Niveau matos, je n’ai investi dans rien de particulier, j’ai juste mon équipement habituel, avec comme simple ajout un sun hoodie Uniqlo qui m’a déjà bien servi pendant mes trois mois aux Etats Unis. Étant une énorme fan du forum randonner-léger et des fils reddit américains qui discutent de matos, j’ai quand même un sac raisonnablement léger à sec : il doit tourner autour des 7 kilos sans eau ni nourriture. Au plus lourd du voyage, je vais faire une montée atroce après un ravito beaucoup trop craquage, et encore je pense que mon sac ne devait pas dépasser les 12 kilos.

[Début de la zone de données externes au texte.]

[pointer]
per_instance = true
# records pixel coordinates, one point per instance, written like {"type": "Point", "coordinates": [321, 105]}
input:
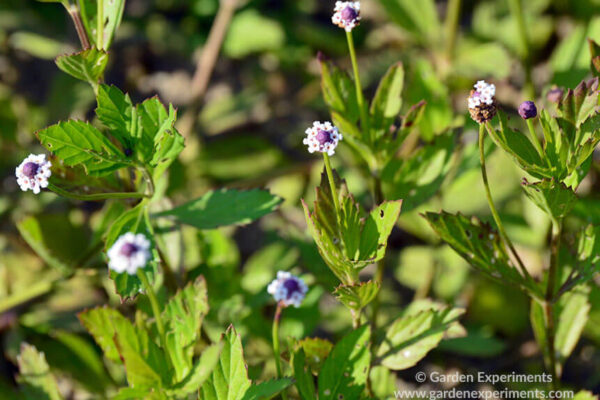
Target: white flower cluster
{"type": "Point", "coordinates": [129, 253]}
{"type": "Point", "coordinates": [346, 14]}
{"type": "Point", "coordinates": [484, 94]}
{"type": "Point", "coordinates": [322, 137]}
{"type": "Point", "coordinates": [288, 289]}
{"type": "Point", "coordinates": [33, 173]}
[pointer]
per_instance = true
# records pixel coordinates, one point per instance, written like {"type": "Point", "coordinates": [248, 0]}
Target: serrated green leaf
{"type": "Point", "coordinates": [35, 377]}
{"type": "Point", "coordinates": [87, 65]}
{"type": "Point", "coordinates": [229, 380]}
{"type": "Point", "coordinates": [357, 296]}
{"type": "Point", "coordinates": [201, 370]}
{"type": "Point", "coordinates": [303, 376]}
{"type": "Point", "coordinates": [480, 246]}
{"type": "Point", "coordinates": [387, 102]}
{"type": "Point", "coordinates": [338, 90]}
{"type": "Point", "coordinates": [266, 390]}
{"type": "Point", "coordinates": [316, 351]}
{"type": "Point", "coordinates": [520, 148]}
{"type": "Point", "coordinates": [135, 220]}
{"type": "Point", "coordinates": [224, 207]}
{"type": "Point", "coordinates": [354, 241]}
{"type": "Point", "coordinates": [79, 143]}
{"type": "Point", "coordinates": [183, 316]}
{"type": "Point", "coordinates": [344, 372]}
{"type": "Point", "coordinates": [418, 178]}
{"type": "Point", "coordinates": [414, 334]}
{"type": "Point", "coordinates": [555, 199]}
{"type": "Point", "coordinates": [113, 13]}
{"type": "Point", "coordinates": [122, 342]}
{"type": "Point", "coordinates": [572, 314]}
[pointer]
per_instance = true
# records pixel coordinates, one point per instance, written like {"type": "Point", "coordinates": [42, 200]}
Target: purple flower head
{"type": "Point", "coordinates": [288, 289]}
{"type": "Point", "coordinates": [346, 14]}
{"type": "Point", "coordinates": [129, 253]}
{"type": "Point", "coordinates": [555, 95]}
{"type": "Point", "coordinates": [527, 110]}
{"type": "Point", "coordinates": [33, 173]}
{"type": "Point", "coordinates": [482, 102]}
{"type": "Point", "coordinates": [322, 137]}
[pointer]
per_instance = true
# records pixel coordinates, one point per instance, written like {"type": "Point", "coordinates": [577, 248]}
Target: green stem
{"type": "Point", "coordinates": [536, 140]}
{"type": "Point", "coordinates": [275, 333]}
{"type": "Point", "coordinates": [549, 303]}
{"type": "Point", "coordinates": [336, 199]}
{"type": "Point", "coordinates": [100, 26]}
{"type": "Point", "coordinates": [154, 304]}
{"type": "Point", "coordinates": [364, 119]}
{"type": "Point", "coordinates": [517, 12]}
{"type": "Point", "coordinates": [451, 26]}
{"type": "Point", "coordinates": [495, 215]}
{"type": "Point", "coordinates": [96, 196]}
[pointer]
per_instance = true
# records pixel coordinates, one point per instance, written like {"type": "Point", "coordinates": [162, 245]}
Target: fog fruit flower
{"type": "Point", "coordinates": [346, 14]}
{"type": "Point", "coordinates": [33, 173]}
{"type": "Point", "coordinates": [482, 102]}
{"type": "Point", "coordinates": [288, 289]}
{"type": "Point", "coordinates": [527, 110]}
{"type": "Point", "coordinates": [129, 253]}
{"type": "Point", "coordinates": [322, 137]}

Mais en ce premier jour de traversée, je quitte Hendaye rapidement et je croise dès le début Sophie, une première HRPiste ! Je suis toujours trop contente de croiser des filles qui marchent toutes seules en montagne, et sur une itinérance exigeante comme la HRP ça me ravit encore plus. On marche ensemble pendant une bonne heure en discutant de comment on s’est retrouvées là, de nos précédentes expériences de trek solo, et du fait qu’on sait ni l’une ni l’autre trop quoi faire de nos vies côté pro. Elle réfléchit à bosser dans une salle de grimpe, et moi je n’ose pas lui dire, sentiment d’illégitimité oblige, que de mon côté l’AMM me parle de plus en plus.


On se sépare quand ça commence à bien monter, je suis en bonne forme donc j’ai envie d’aller à mon rythme. Je commence cette traversée en pleine canicule, et les jours qui viennent vont être très éprouvants. La montée jusqu’au Col d’Ibardin se fait assez facilement, et me voilà déjà en Espagne ! Il y a largement de quoi s’acheter à manger pour le midi, probablement même de quoi faire un vrai ravito.
Quelques kilomètres après le col d’Ibardin, j’apprends une nouvelle vraiment mauvaise concernant ma famille. Je n’ai pas trop d’informations, je ne sais pas quoi faire : continuer mon chemin en attendant d’en savoir plus ou rebrousser chemin, rejoindre Hendaye et reprendre le train pour rentrer chez moi ? Je suis bien déboussolée par ces nouvelles et doit m’arrêter au bord d’une piste bordée de palombière pour réfléchir. Je suis en train de me décider à rejoindre au moins le col de Lizuniaga ce soir, quand un randonneur arrive à toute vitesse. Il arbore un sac Durston flambant neuf orné d’un piolet, visiblement un HRPiste. Quelque part, cette rencontre éclair me motive à continuer, j’irai à Lizuniaga ce soir !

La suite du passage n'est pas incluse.